菅野所長のエッセイ;W杯観戦記(その① 予選)


2014.06.20

 日曜のコートジボワール戦。本田の美しかったゴール以外に何も語ることはない。アリンコが巨像に踏みつぶされたということだった。

 しかし、アルゼンチン対ボスニアの試合を観て、日本戦がさらに憂うつな感じのものになった。サッカー通から「ボスニアは強い。アルゼンチンも危ない」と聞いていたが、実際に観るまでは半信半疑。何しろ、出場国の中で唯一の初出場。相手はあのアルゼンチンである。
 でも、それはそれは立派な戦いぶりだった。不運なオウンゴールで早々にハンデを背負ったのだが、試合そのものは互角。前半などシュート数ではやや上回ったか。メッシ擁するアルゼンチンだが、W杯での戦い方はもうひとつなこともあり、ヨーロッパの試合では観られないほどにメッシは潰されていた。それでも後半、前線とのワンツーからさすがなゴールを決めたが、ボスニアも1点を返し(これがW杯初ゴール)最後まで意地を見せた。

 日本と違い、讃えられるべき敗北である。よくよく考えれば、民族の争いからナショナルチームの結成さえうまくいかない国なのである。そこをまとめたのがあのオシムさん。ようやく出場を決めたときには涙を流したという。初出場ながら、実力はアルゼンチンと互角とみた。予選を勝ち抜けば相当面白い。ただし、詰めが甘い。一人、遠藤のようなパサーさえいればいいのだが。でも、日本以外で応援するチームは決まったな。

 ということで、ギリシャ戦。ま、負けなかっただけよしということだな。川島のファインセーブがなかったら負けていたね。いくら優勢に見えても、決定的な場面は日本にはひとつもなかったし。
 しかも、引き分けになったことで、ほんの少し決勝進出に望みが高まった。なぜなら、勝っていたら、それで予選敗退決定のギリシャがコートジボワールに勝つ要素が消滅するからである。最終戦で、日本とギリシャがともに1-0で勝てば、得失点差で日本が決勝進出となるはずだ。
 ギリシャは、自国マスコミのたたき方がけっこうすごい。敗退が決まっていたら、選手たちの心理はサッカーどころではないだろう。昔のコロンビアみたいに。でも、まだ、日本と同じで最終戦に勝てば望みはあるし。

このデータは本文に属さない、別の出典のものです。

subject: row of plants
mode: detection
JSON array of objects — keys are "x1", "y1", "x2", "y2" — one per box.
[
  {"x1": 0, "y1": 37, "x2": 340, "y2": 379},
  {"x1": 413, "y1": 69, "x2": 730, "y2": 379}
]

 うーむ、しかし、いくらやる気のないコロンビアでも、日本が勝てるのか? 残り10分を切って、ラッキーな決勝点を取る。こういう展開でないと無理かな。それ以上に、ギリシャが勝つのも難しいのだが。

 何だかんだ言って、FIFAランク46位。そう簡単ではない。終わってみれば、すべては初戦だったなあと、振り返られるのではないだろうか。

 ブラジル対クロアチアの開幕戦での西村主審。擁護する声もあるが、世界レベルの審判の95%はあれをPKにしないだろう。逆にブラジルのスレッジに注意か警告を与える可能性も高い。その証拠に、「これで今大会の基準ができた」とバカなことを言う解説者がいたが、その後の試合を観てもそんなことはまるでない。

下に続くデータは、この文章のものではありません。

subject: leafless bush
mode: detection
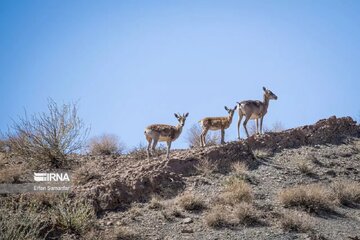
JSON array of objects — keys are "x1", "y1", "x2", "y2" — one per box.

 スイス対エクアドルの試合では、同点でもう残り1,2分のところ、中盤でボールを奪いカウンターをしかけたスイス選手にエクアドルがカード覚悟のスライディング。激しく削られたスイス選手は前のめりに飛び、これはファールの笛が鳴ると思いきや、そのまま前方一回転をして立ち上がり、再びドリブルを始めたのを見て、主審はこれを流した。そして数秒後、見事な決勝ゴールが生まれた。あまりに激しいファールだったので、あそこで試合が止まって決しておかしくはなかったが、世界レベルの判断とはああいうものなんだなあと感じ入った。

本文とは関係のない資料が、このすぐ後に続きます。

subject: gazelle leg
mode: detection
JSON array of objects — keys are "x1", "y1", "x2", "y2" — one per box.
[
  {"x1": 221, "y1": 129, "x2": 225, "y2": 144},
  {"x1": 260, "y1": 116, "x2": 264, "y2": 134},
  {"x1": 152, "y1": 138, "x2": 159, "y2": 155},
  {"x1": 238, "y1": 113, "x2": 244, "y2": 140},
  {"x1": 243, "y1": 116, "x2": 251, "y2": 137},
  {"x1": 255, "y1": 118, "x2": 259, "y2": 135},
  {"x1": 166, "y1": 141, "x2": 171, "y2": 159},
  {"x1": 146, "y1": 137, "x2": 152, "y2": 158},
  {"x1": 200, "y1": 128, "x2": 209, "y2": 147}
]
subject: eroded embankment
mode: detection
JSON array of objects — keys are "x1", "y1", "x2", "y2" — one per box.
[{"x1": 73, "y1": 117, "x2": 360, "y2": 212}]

 まあしかし、誤審は誰にでもある。西村クンも、これを糧にしてもっとよい審判になればいいのだ。そのためにはまず誤審したことを受け入れないとな。
 幸い、クロアチアはまだ突破の可能性を残し、有力である。そもそも強いチームなんだよね。DFバックラインのボールテクニックなどは最高峰と言えるんじゃないのか。

 予選を見る限り、大本命はドイツだな。他は一枚落ちる。注目選手は、コロンビアのハメス・ロドリゲス。今期は、ビッグクラブの争奪戦が予想される。